Leave the lights on or any weak battery scenario is a call for high amperage. Modern alternators can produce 100+ amps. That's not a problem when the system is adequate and initially designed to handle unexpected scenarios
For us, It's the resistance in undersized wiring, degraded connections, etc.., that lets the smoke out.
 
yes no doubt. I think what I'm asking is: assuming you are not running more than the engine and some brake and turn signals, how many amps are being drawn when battery needs a charging current? Is it a number related exactly to what is being run (i.e. specific lights, etc) or is it a maybe a more fixed amperage ? Seems like it would not be the max amp output of the alt .but maybe it is.?
 
The voltage regulator controls the alternators output at varying demand and rpm. I don't think there is a constant.
 
yes but I that's controlling volts - amps has to be another thing.
 
Maybe you should Google the relationship of volts, amps, watts. All different but relative. So the "voltage" regulator is controlling both.

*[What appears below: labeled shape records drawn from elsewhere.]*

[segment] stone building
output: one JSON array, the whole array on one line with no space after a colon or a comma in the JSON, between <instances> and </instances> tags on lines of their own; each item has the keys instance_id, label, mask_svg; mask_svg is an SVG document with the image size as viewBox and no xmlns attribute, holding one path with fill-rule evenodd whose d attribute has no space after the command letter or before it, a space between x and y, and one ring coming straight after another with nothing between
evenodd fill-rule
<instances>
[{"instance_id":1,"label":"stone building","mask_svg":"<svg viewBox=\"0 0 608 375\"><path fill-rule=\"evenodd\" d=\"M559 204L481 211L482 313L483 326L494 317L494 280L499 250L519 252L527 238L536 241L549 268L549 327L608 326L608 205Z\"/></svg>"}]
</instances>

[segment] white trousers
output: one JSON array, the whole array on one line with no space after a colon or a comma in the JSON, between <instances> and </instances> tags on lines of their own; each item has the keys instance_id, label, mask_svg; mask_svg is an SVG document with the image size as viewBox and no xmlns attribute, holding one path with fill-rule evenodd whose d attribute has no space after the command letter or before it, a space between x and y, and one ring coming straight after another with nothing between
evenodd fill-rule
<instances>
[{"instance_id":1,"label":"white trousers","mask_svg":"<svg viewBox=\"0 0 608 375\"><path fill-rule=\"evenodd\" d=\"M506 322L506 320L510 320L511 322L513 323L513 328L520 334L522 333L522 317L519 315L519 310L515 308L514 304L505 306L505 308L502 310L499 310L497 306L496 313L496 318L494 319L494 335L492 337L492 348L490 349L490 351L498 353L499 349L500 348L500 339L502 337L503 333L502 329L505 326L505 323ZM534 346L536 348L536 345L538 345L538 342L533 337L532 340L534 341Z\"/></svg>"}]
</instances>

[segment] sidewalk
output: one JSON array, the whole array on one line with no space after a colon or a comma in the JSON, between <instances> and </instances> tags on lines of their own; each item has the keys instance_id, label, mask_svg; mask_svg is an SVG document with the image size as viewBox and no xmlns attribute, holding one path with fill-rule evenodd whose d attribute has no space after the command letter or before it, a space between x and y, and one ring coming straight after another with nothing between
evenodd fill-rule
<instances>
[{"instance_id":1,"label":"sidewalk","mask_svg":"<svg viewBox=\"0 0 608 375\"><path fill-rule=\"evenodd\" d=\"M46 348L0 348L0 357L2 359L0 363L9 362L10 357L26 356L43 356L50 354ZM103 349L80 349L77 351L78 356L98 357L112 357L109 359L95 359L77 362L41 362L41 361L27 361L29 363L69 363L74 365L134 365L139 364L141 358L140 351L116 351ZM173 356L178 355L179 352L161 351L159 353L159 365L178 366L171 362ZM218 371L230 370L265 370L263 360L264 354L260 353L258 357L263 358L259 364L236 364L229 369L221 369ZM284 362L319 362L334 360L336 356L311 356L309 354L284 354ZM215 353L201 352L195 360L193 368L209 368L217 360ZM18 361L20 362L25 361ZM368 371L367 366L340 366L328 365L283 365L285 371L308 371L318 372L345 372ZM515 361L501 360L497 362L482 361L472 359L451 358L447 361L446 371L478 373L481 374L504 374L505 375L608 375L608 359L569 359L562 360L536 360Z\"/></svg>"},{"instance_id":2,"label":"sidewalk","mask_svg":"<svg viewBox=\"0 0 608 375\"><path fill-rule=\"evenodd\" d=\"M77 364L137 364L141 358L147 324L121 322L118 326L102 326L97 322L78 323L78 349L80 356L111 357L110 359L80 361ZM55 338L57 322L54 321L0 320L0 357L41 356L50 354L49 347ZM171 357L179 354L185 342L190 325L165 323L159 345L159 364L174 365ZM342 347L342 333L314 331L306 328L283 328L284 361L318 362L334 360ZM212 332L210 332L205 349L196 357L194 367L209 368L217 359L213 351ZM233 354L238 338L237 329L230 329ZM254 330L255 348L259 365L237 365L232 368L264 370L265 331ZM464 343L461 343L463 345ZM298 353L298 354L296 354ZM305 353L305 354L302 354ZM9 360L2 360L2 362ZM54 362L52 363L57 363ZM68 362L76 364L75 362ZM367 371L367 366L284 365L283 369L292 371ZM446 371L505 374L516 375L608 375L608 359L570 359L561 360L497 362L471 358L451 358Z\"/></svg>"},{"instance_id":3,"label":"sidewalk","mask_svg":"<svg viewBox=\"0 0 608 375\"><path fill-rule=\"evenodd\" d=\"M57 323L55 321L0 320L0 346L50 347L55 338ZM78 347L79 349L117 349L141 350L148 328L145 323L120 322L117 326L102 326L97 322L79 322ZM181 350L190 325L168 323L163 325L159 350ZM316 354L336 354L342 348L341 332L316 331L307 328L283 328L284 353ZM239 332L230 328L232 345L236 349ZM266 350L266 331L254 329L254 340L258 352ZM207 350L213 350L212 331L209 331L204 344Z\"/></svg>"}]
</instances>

Examples... A bad 12 volt battery that stores very little amps can show 12 volts at no load. Put a load on it consuming the amps and volts will drop like a hammer.
Bypass the voltage regulator full fielding the alternator, rev it up, get all the amps it can produce, system voltage could hit 16 or more, pop light bulbs, etc...
 
Not sure of that. Revving can max the volts it puts out but not the amps. It would still be a 12 volt alternator putting out 13.8 to 14.8 volts which most 12V bulbs can handle - but again that's not exactly what I'm getting at anyway- so no worries, appreciate your input. Yes I get the volt/amps/watts thing - been working radio tech many years but never messed w/auto electronics. One thing I do know though is any voltage regulator regulates volts.. and when working properly prevents overcharging of battery that would result form excessive voltage charging rate. I agree you I'm probably missing something key here and need to study it so I will try. thanks .
 
this is getting closer to my question /point:
"Alternator Output Supply and Demand
With all of that in mind, it’s also important to understand that the output of an alternator is tied to the demands of the electrical system in addition to its inherent capabilities and the speed that its input shaft is rotating at any given moment.

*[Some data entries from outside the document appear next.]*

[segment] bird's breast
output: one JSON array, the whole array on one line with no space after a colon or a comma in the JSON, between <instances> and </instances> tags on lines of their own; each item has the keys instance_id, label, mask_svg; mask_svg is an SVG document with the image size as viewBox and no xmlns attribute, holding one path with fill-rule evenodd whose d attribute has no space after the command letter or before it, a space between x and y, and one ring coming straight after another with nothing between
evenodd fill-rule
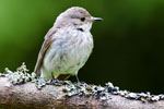
<instances>
[{"instance_id":1,"label":"bird's breast","mask_svg":"<svg viewBox=\"0 0 164 109\"><path fill-rule=\"evenodd\" d=\"M45 65L49 70L70 70L82 66L93 49L91 33L62 29L54 35L55 41L46 53Z\"/></svg>"}]
</instances>

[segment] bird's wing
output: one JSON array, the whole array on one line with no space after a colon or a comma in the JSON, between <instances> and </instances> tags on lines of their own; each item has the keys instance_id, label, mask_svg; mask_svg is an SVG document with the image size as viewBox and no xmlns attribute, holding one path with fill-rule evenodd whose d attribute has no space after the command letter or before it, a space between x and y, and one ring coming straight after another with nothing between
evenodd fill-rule
<instances>
[{"instance_id":1,"label":"bird's wing","mask_svg":"<svg viewBox=\"0 0 164 109\"><path fill-rule=\"evenodd\" d=\"M44 40L42 49L40 49L40 51L38 53L37 62L36 62L35 69L34 69L34 72L36 74L38 73L38 70L40 69L40 65L43 63L43 59L44 59L44 56L45 56L47 49L49 48L49 46L51 45L51 43L55 40L55 38L52 38L51 36L56 32L57 32L57 28L51 27L49 29L49 32L46 34L46 36L45 36L45 40Z\"/></svg>"}]
</instances>

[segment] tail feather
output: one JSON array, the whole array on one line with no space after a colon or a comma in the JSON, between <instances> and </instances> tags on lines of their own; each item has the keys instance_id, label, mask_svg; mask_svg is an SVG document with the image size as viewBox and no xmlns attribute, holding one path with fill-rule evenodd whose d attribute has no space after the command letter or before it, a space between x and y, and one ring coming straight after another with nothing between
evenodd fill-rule
<instances>
[{"instance_id":1,"label":"tail feather","mask_svg":"<svg viewBox=\"0 0 164 109\"><path fill-rule=\"evenodd\" d=\"M70 76L71 76L70 74L60 74L60 75L57 75L56 78L58 78L59 81L66 81Z\"/></svg>"}]
</instances>

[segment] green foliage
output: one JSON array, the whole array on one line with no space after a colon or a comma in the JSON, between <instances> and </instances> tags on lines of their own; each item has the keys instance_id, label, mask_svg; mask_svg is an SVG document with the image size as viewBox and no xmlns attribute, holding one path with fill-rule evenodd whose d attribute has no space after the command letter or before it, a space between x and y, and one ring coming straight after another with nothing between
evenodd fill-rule
<instances>
[{"instance_id":1,"label":"green foliage","mask_svg":"<svg viewBox=\"0 0 164 109\"><path fill-rule=\"evenodd\" d=\"M164 0L0 0L0 71L22 62L33 71L45 34L74 5L104 19L93 25L95 49L82 81L163 92Z\"/></svg>"}]
</instances>

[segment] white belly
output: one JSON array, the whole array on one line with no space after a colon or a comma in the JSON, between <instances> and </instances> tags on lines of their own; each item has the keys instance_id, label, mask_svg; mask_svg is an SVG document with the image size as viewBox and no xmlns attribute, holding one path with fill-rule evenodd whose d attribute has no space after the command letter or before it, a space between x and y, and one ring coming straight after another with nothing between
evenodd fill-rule
<instances>
[{"instance_id":1,"label":"white belly","mask_svg":"<svg viewBox=\"0 0 164 109\"><path fill-rule=\"evenodd\" d=\"M45 73L75 74L86 62L93 49L93 38L90 32L66 31L54 35L51 44L44 58Z\"/></svg>"}]
</instances>

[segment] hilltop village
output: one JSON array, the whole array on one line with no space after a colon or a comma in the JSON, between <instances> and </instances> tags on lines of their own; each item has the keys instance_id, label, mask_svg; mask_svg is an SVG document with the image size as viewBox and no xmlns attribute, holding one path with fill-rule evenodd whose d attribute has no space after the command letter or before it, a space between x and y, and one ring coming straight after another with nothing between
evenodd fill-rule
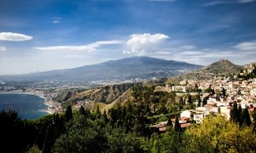
<instances>
[{"instance_id":1,"label":"hilltop village","mask_svg":"<svg viewBox=\"0 0 256 153\"><path fill-rule=\"evenodd\" d=\"M185 105L195 104L194 109L180 112L179 122L181 128L186 128L191 122L202 124L209 115L220 114L228 120L231 119L234 102L240 105L242 109L248 109L250 115L256 110L256 78L248 78L248 74L255 71L255 66L250 64L247 69L241 71L238 75L227 77L216 77L210 80L182 80L179 85L158 86L154 92L175 92L177 96L197 96L184 100ZM175 118L172 118L173 125ZM160 132L166 130L168 122L161 122L152 126L159 128Z\"/></svg>"}]
</instances>

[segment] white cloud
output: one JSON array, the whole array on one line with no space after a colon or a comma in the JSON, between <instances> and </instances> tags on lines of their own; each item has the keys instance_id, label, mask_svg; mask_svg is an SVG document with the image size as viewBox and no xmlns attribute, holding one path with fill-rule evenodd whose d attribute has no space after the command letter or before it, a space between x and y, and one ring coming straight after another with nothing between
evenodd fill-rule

In essence, while maximum alternator output is dependent on the rotational speed of the input shaft, the actual output is load-dependent. That basically means that an alternator will never generate more current than is called for by the momentary demands of the electrical system.

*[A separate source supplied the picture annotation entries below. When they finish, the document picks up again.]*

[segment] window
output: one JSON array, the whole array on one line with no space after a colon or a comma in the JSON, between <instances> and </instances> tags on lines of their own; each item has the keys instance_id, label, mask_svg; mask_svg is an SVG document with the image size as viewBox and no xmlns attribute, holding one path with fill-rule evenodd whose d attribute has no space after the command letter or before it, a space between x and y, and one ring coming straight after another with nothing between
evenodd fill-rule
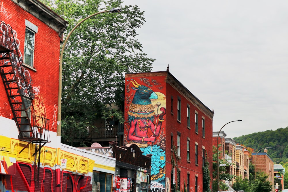
<instances>
[{"instance_id":1,"label":"window","mask_svg":"<svg viewBox=\"0 0 288 192\"><path fill-rule=\"evenodd\" d=\"M178 102L177 104L177 120L180 121L181 113L181 100L180 99L178 99Z\"/></svg>"},{"instance_id":2,"label":"window","mask_svg":"<svg viewBox=\"0 0 288 192\"><path fill-rule=\"evenodd\" d=\"M190 174L189 173L187 174L187 191L190 191L190 190L189 189L189 184L190 182Z\"/></svg>"},{"instance_id":3,"label":"window","mask_svg":"<svg viewBox=\"0 0 288 192\"><path fill-rule=\"evenodd\" d=\"M173 97L171 96L171 113L173 113Z\"/></svg>"},{"instance_id":4,"label":"window","mask_svg":"<svg viewBox=\"0 0 288 192\"><path fill-rule=\"evenodd\" d=\"M170 183L171 183L171 185L170 187L170 189L172 189L173 188L173 185L172 185L173 184L175 184L175 180L174 178L174 170L175 170L175 168L173 169L171 171L171 180L170 181Z\"/></svg>"},{"instance_id":5,"label":"window","mask_svg":"<svg viewBox=\"0 0 288 192\"><path fill-rule=\"evenodd\" d=\"M198 114L195 113L195 131L198 132Z\"/></svg>"},{"instance_id":6,"label":"window","mask_svg":"<svg viewBox=\"0 0 288 192\"><path fill-rule=\"evenodd\" d=\"M205 165L205 149L202 149L202 166Z\"/></svg>"},{"instance_id":7,"label":"window","mask_svg":"<svg viewBox=\"0 0 288 192\"><path fill-rule=\"evenodd\" d=\"M23 136L25 137L30 136L30 126L29 123L31 117L31 109L32 105L31 101L29 98L26 97L22 97L23 103L21 106L21 109L24 111L21 111L21 124L20 130L21 131L27 131L26 132L22 132Z\"/></svg>"},{"instance_id":8,"label":"window","mask_svg":"<svg viewBox=\"0 0 288 192\"><path fill-rule=\"evenodd\" d=\"M187 160L190 160L190 139L189 138L187 139Z\"/></svg>"},{"instance_id":9,"label":"window","mask_svg":"<svg viewBox=\"0 0 288 192\"><path fill-rule=\"evenodd\" d=\"M35 36L34 32L28 28L26 28L24 45L24 63L32 67L34 57Z\"/></svg>"},{"instance_id":10,"label":"window","mask_svg":"<svg viewBox=\"0 0 288 192\"><path fill-rule=\"evenodd\" d=\"M173 134L171 133L171 150L173 150Z\"/></svg>"},{"instance_id":11,"label":"window","mask_svg":"<svg viewBox=\"0 0 288 192\"><path fill-rule=\"evenodd\" d=\"M197 192L198 190L198 177L195 176L195 192Z\"/></svg>"},{"instance_id":12,"label":"window","mask_svg":"<svg viewBox=\"0 0 288 192\"><path fill-rule=\"evenodd\" d=\"M190 126L190 106L187 106L187 126Z\"/></svg>"},{"instance_id":13,"label":"window","mask_svg":"<svg viewBox=\"0 0 288 192\"><path fill-rule=\"evenodd\" d=\"M177 187L180 188L180 184L181 183L180 182L180 170L177 169Z\"/></svg>"},{"instance_id":14,"label":"window","mask_svg":"<svg viewBox=\"0 0 288 192\"><path fill-rule=\"evenodd\" d=\"M205 119L204 118L202 119L202 136L205 136Z\"/></svg>"},{"instance_id":15,"label":"window","mask_svg":"<svg viewBox=\"0 0 288 192\"><path fill-rule=\"evenodd\" d=\"M177 135L177 155L180 157L180 135L178 132Z\"/></svg>"},{"instance_id":16,"label":"window","mask_svg":"<svg viewBox=\"0 0 288 192\"><path fill-rule=\"evenodd\" d=\"M198 145L195 144L195 163L198 164Z\"/></svg>"},{"instance_id":17,"label":"window","mask_svg":"<svg viewBox=\"0 0 288 192\"><path fill-rule=\"evenodd\" d=\"M93 171L92 179L92 192L112 191L112 174Z\"/></svg>"}]
</instances>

What that means, in the real world, is that while an underpowered alternator can cause problems by not meeting the needs of your electrical system, a substantially overpowered alternator represents a lot of wasted potential. For instance, a high output alternator might be capable of putting out upwards of 300A, but it won’t actually provide more amperage than a stock 80A unit if that’s all the electrical system ever tries to draw."
 
found excerpt below helpful overview of auto charging system basics if anyone else is interested. Article had some other interesting auto electrical info. fwiw
Explained what I wanted to understand: my old wiring and bulkhead connector are not constantly dealing with 60A max of my alternator or anything close, but most likely (on my car anyway) quite a bit less.

Charging System Basics

Current Demand and Flow:
If you have an alternator that can produce 120 amps of current (max) and the the total current demand from the electrical accessories (including the battery) is only 20 amps, the alternator will only produce the necessary current (20 amps) to maintain the target voltage (which is determined by the alternator's internal voltage regulator). Remember that the alternator monitors the electrical system's voltage. If the voltage starts to fall below the target voltage (approximately 13.8 volts depending on the alternator's design), the alternator produces more current to keep the voltage up. When the demand for current is low, the full current capacity of the alternator is not used/produced (a 120 amp alternator does not continuously produce 120 amps unless there is a sufficient current draw).
 
The old Mopars did not have an internal voltage regulator. They had a diode Bridge inside that changed the alternating current into DC current . The voltage Regulators mounted on the firewall. You can have 120 volts coming out of that Altenator going to that voltage regulator.